The previous step only builds the simulators directly in the SimBricks
repository. You likely also want to build at least some of the external
simulators, such as gem5, QEMU, or ns-3. You can either build all external
simulators by running `make -jN external` (this could take multiple hours
depending on your machine), or build them individually by running e.g.
`make -jN sims/external/qemu/ready` (replace `qemu` with `gem5`, `ns-3`,
or `femu` as desired).

Next, to actually run simulations, you will also need to build the disk images
with `make -jN build-images` (note this requires QEMU to be built first).
This will build all our disk images, while `make build-images-min` will
only build the base disk image (but not the NOPaxos or Memcache images used for
some experiments). This step will again take 10 - 45 minutes depending on your
machine and whether KVM acceleration is available but only needs to be run
once (unless you want to modify the images).

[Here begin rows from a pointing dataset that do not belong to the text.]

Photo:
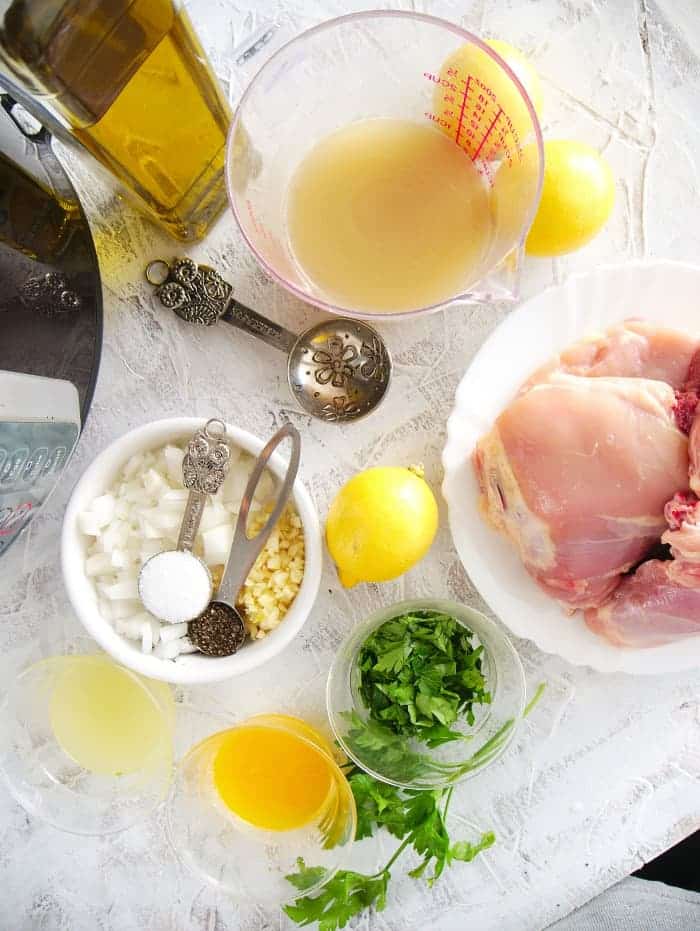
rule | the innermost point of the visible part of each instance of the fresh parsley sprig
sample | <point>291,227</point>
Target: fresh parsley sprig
<point>417,818</point>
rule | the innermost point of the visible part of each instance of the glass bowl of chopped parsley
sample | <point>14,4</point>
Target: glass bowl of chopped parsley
<point>425,694</point>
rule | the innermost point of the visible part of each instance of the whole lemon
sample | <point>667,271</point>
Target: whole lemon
<point>577,198</point>
<point>469,60</point>
<point>381,523</point>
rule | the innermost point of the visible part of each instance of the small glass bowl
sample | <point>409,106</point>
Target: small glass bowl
<point>409,763</point>
<point>69,793</point>
<point>248,862</point>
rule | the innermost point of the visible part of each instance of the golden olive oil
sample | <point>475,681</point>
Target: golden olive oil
<point>136,87</point>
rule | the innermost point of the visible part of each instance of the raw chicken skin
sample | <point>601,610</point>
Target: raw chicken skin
<point>661,601</point>
<point>576,471</point>
<point>632,349</point>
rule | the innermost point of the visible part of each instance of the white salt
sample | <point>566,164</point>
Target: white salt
<point>175,586</point>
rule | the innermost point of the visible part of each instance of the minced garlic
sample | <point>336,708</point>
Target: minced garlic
<point>274,580</point>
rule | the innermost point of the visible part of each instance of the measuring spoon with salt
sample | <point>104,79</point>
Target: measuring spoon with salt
<point>338,370</point>
<point>175,585</point>
<point>219,630</point>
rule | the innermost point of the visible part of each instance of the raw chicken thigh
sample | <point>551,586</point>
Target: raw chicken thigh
<point>577,472</point>
<point>661,601</point>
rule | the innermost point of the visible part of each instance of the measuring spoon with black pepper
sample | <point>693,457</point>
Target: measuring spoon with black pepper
<point>219,630</point>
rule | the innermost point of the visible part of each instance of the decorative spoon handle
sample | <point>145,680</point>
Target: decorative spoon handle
<point>198,294</point>
<point>245,550</point>
<point>204,469</point>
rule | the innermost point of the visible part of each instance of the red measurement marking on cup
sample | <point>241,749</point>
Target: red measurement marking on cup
<point>488,133</point>
<point>465,94</point>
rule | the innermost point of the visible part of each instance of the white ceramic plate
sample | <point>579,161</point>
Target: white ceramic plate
<point>667,293</point>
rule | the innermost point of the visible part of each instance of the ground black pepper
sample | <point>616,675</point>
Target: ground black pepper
<point>218,631</point>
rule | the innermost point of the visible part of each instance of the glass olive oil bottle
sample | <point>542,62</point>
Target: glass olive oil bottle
<point>135,86</point>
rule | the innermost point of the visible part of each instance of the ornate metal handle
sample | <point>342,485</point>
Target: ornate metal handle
<point>245,551</point>
<point>198,294</point>
<point>254,324</point>
<point>204,469</point>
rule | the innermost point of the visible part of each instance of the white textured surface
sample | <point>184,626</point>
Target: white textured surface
<point>606,771</point>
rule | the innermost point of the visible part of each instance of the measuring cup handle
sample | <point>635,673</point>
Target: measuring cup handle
<point>245,551</point>
<point>255,324</point>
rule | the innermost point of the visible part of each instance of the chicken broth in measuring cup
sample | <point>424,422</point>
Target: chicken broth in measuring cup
<point>387,215</point>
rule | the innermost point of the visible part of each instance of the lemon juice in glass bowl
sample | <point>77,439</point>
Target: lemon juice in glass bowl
<point>86,744</point>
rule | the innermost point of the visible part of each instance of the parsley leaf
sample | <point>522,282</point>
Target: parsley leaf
<point>345,895</point>
<point>413,816</point>
<point>420,671</point>
<point>377,804</point>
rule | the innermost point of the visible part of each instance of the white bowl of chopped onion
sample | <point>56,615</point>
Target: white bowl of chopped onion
<point>128,505</point>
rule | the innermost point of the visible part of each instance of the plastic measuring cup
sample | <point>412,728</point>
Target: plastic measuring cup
<point>86,744</point>
<point>387,65</point>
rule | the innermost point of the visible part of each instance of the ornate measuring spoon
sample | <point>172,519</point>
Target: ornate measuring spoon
<point>176,585</point>
<point>219,630</point>
<point>338,370</point>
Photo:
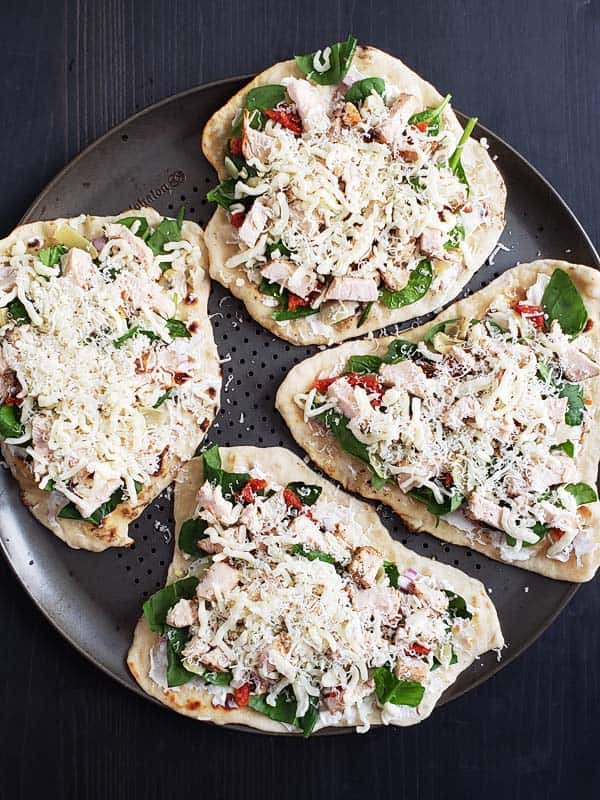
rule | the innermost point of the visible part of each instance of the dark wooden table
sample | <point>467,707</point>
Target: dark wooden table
<point>71,70</point>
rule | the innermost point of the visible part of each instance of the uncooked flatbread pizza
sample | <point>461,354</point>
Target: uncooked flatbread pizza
<point>350,196</point>
<point>481,428</point>
<point>289,608</point>
<point>109,374</point>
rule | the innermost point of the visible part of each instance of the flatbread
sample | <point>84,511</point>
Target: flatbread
<point>356,476</point>
<point>113,531</point>
<point>479,166</point>
<point>283,466</point>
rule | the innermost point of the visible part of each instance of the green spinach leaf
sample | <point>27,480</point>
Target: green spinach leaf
<point>390,689</point>
<point>562,302</point>
<point>417,287</point>
<point>340,58</point>
<point>360,90</point>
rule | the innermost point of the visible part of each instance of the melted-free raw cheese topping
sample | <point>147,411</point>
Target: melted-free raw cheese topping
<point>487,416</point>
<point>95,367</point>
<point>339,203</point>
<point>298,611</point>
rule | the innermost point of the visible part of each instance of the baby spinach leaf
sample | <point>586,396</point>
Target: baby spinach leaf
<point>169,230</point>
<point>400,350</point>
<point>18,312</point>
<point>177,638</point>
<point>143,229</point>
<point>575,405</point>
<point>307,493</point>
<point>457,606</point>
<point>279,249</point>
<point>582,492</point>
<point>439,326</point>
<point>309,720</point>
<point>50,256</point>
<point>390,689</point>
<point>567,447</point>
<point>364,365</point>
<point>360,90</point>
<point>364,314</point>
<point>455,162</point>
<point>157,606</point>
<point>70,511</point>
<point>218,678</point>
<point>223,194</point>
<point>177,329</point>
<point>230,482</point>
<point>417,287</point>
<point>284,709</point>
<point>425,495</point>
<point>191,532</point>
<point>455,237</point>
<point>340,58</point>
<point>134,331</point>
<point>433,116</point>
<point>263,97</point>
<point>562,302</point>
<point>162,398</point>
<point>312,555</point>
<point>391,570</point>
<point>10,422</point>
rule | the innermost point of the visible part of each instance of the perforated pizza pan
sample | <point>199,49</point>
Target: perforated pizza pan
<point>154,158</point>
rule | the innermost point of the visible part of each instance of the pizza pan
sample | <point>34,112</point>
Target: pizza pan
<point>154,158</point>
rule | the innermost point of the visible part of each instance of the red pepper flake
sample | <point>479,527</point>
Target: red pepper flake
<point>291,499</point>
<point>251,488</point>
<point>323,384</point>
<point>533,313</point>
<point>295,301</point>
<point>289,119</point>
<point>241,695</point>
<point>235,146</point>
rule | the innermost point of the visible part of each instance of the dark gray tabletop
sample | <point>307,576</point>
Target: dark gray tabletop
<point>69,71</point>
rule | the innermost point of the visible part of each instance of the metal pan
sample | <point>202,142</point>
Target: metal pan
<point>154,158</point>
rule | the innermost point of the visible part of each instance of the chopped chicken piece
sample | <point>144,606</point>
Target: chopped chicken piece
<point>346,288</point>
<point>408,376</point>
<point>183,614</point>
<point>577,366</point>
<point>218,581</point>
<point>343,395</point>
<point>215,660</point>
<point>311,104</point>
<point>254,222</point>
<point>211,498</point>
<point>431,243</point>
<point>390,131</point>
<point>292,277</point>
<point>364,566</point>
<point>466,408</point>
<point>77,265</point>
<point>483,510</point>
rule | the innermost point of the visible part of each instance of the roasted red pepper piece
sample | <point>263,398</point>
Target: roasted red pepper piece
<point>291,499</point>
<point>534,313</point>
<point>251,488</point>
<point>289,119</point>
<point>241,695</point>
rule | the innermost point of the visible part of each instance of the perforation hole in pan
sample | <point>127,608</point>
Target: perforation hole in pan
<point>95,599</point>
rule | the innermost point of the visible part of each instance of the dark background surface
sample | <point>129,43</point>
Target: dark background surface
<point>68,72</point>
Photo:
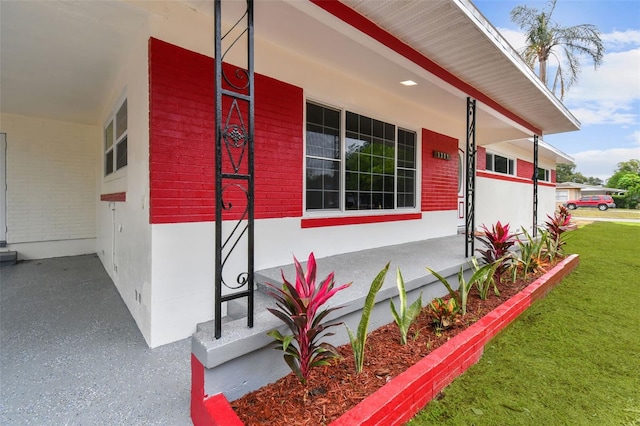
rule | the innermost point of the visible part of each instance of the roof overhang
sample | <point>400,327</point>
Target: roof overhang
<point>59,59</point>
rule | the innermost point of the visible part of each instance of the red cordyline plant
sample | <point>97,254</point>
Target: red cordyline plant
<point>299,308</point>
<point>497,241</point>
<point>558,225</point>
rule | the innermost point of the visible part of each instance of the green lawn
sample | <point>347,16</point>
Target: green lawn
<point>571,359</point>
<point>608,214</point>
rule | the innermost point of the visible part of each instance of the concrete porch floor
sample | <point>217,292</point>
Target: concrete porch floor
<point>71,354</point>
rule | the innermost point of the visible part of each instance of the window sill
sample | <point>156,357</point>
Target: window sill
<point>357,220</point>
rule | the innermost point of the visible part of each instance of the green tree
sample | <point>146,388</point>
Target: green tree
<point>625,167</point>
<point>543,36</point>
<point>567,173</point>
<point>564,172</point>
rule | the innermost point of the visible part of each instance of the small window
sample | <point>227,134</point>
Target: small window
<point>499,164</point>
<point>115,140</point>
<point>543,175</point>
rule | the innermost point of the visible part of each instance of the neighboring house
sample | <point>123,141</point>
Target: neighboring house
<point>573,191</point>
<point>108,111</point>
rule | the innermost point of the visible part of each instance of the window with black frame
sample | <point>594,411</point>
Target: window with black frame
<point>499,164</point>
<point>115,140</point>
<point>378,159</point>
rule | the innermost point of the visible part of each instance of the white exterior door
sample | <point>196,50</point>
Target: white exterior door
<point>3,189</point>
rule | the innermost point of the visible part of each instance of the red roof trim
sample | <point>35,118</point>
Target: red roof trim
<point>353,18</point>
<point>357,220</point>
<point>510,178</point>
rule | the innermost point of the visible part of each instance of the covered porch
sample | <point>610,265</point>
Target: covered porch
<point>243,360</point>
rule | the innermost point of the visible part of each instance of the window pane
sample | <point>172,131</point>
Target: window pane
<point>322,142</point>
<point>365,125</point>
<point>322,157</point>
<point>121,120</point>
<point>314,114</point>
<point>121,154</point>
<point>352,122</point>
<point>108,163</point>
<point>489,158</point>
<point>314,200</point>
<point>332,118</point>
<point>500,164</point>
<point>108,136</point>
<point>378,129</point>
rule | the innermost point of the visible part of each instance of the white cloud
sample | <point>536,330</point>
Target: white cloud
<point>602,163</point>
<point>621,39</point>
<point>608,94</point>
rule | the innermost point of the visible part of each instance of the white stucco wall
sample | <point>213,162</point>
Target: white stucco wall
<point>124,233</point>
<point>183,260</point>
<point>51,171</point>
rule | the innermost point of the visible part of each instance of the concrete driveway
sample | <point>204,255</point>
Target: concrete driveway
<point>70,353</point>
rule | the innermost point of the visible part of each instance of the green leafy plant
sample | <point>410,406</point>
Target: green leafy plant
<point>533,255</point>
<point>359,340</point>
<point>557,226</point>
<point>497,240</point>
<point>299,308</point>
<point>463,289</point>
<point>443,314</point>
<point>406,316</point>
<point>484,277</point>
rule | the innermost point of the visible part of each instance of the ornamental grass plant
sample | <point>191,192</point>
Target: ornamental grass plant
<point>573,358</point>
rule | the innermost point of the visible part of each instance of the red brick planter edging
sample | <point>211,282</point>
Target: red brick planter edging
<point>400,399</point>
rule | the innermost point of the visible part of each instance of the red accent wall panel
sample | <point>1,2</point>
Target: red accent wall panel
<point>439,177</point>
<point>524,169</point>
<point>182,140</point>
<point>481,159</point>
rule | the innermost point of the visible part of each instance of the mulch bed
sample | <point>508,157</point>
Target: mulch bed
<point>333,390</point>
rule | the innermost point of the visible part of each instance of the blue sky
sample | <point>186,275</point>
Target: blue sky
<point>605,101</point>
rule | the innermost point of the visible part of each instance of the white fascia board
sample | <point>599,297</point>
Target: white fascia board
<point>494,36</point>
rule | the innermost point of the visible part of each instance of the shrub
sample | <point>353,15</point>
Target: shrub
<point>299,308</point>
<point>359,340</point>
<point>497,241</point>
<point>557,226</point>
<point>405,317</point>
<point>443,314</point>
<point>533,255</point>
<point>484,277</point>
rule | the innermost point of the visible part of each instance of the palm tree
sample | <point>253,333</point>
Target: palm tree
<point>543,35</point>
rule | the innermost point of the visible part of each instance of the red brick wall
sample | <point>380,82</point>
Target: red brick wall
<point>182,140</point>
<point>481,159</point>
<point>524,169</point>
<point>439,177</point>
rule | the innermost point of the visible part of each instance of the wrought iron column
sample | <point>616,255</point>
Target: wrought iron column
<point>535,185</point>
<point>470,181</point>
<point>234,123</point>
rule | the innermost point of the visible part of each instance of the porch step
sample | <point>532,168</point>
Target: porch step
<point>243,358</point>
<point>8,258</point>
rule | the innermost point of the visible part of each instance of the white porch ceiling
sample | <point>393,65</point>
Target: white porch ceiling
<point>59,59</point>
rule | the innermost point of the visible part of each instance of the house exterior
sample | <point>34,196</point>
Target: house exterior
<point>573,191</point>
<point>108,107</point>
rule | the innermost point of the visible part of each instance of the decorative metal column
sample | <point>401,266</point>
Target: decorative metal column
<point>234,124</point>
<point>535,185</point>
<point>470,181</point>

Now you are ready to run simulations as with the pre-built docker images.

### Building From Source

Finally, it is of course possible to install the required dependencies
directly on your machine and then build and run SimBricks locally. Note that
you will need to install both the modest build dependencies for SimBricks but
also for the external simulators you need. We suggest you refer to the
[`docker/Dockerfile.buildenv`](docker/Dockerfile.buildenv) for the
authoritative list of required dependencies.

## Repository Structure

- `doc/`: Documentation (sphinx), automatically deployed on
  [Read The Docs](https://simbricks.readthedocs.io/en/latest/?badge=latest).
- `lib/simbricks/`: Libraries implementing SimBricks interfaces
  - `lib/simbricks/base`: Base protocol implementation responsible for
    connection setup, message transfer, and time synchronization between
    SimBricks component simulators.
  - `lib/simbricks/network`: Network protocol implementation carrying ethernet
    packets between network components, layers over the base protocol.
  - `lib/simbricks/pcie`: PCIe protocol implementation, roughly modelling PCIe
    at the transaction level, interconnecting hosts with PCIe device simulators,
    layers over base protocol.
  - `lib/simbricks/nicbm`: Helper C++ library for implementing behavioral
    (high-level) NIC simulation models, offers similar abstractions as device
    models in other simulators such as gem-5.
  - `lib/simbricks/nicif`: *(deprecated)* Thin C library for NIC simulators
    establishing a network and a PCIe connection.
- `dist/`: Proxies for distributed SimBricks simulation running on multiple
  physical hosts.
  - `dist/sockets/`: Proxy transporting messages over regular TCP sockets.
  - `dist/rdma/`: RDMA SimBricks proxy (not compiled by default).
- `sims/`: Component Simulators integrated into SimBricks.
  - `sims/external/`: Submodule pointers to repositories for existing external
    simulators (gem5, qemu, ns-3, femu).
  - `sims/nic/`: NIC simulators
    - `sims/nic/i40e_bm`: Behavioral NIC model for Intel X710 40G NIC.
    - `sims/nic/corundum`: RTL simulation with verilator of the
      [Corundum FPGA NIC](https://corundum.io/).
    - `sims/nic/corundum_bm`: Simple behavioral Corundum NIC model.
    - `sims/nic/e1000_gem5`: E1000 NIC model extracted from gem5.
  - `sims/net/`: Network simulators
    - `sims/net/net_switch`: Simple behavioral Ethernet switch model.
    - `sims/net/wire`: Simple ethernet "wire" connecting two NICs back-to-back.
    - `sims/net/pktgen`: Packet generator.
    - `sims/net/tap`: Linux TAP device adapter.
    - `sims/net/tofino/`: Adapter for Intel Tofino Simulator.
    - `sims/net/menshen`: RTL simulation with verilator for the
      [Menshen RMT Pipeline](https://isolation.quest/).
- `experiments/`: Python Orchestration scripts for running simulations.
  - `experiments/simbricks/`: Orchestration framework implementation.
  - `experiments/run.py`: Main script for running a simulation.
  - `experiments/pyexps/`: Example simulation configurations.
- `images/`: Infrastructure to build disk images for hosts in SimBricks.
  - `images/kernel/`: Slimmed down Linux kernel to reduce simulation time.
  - `images/mqnic/`: Linux driver for Corundum NIC.
  - `images/scripts/`: Scripts for installing packages in disk images.
- `docker/`: Scripts for building SimBricks Docker images.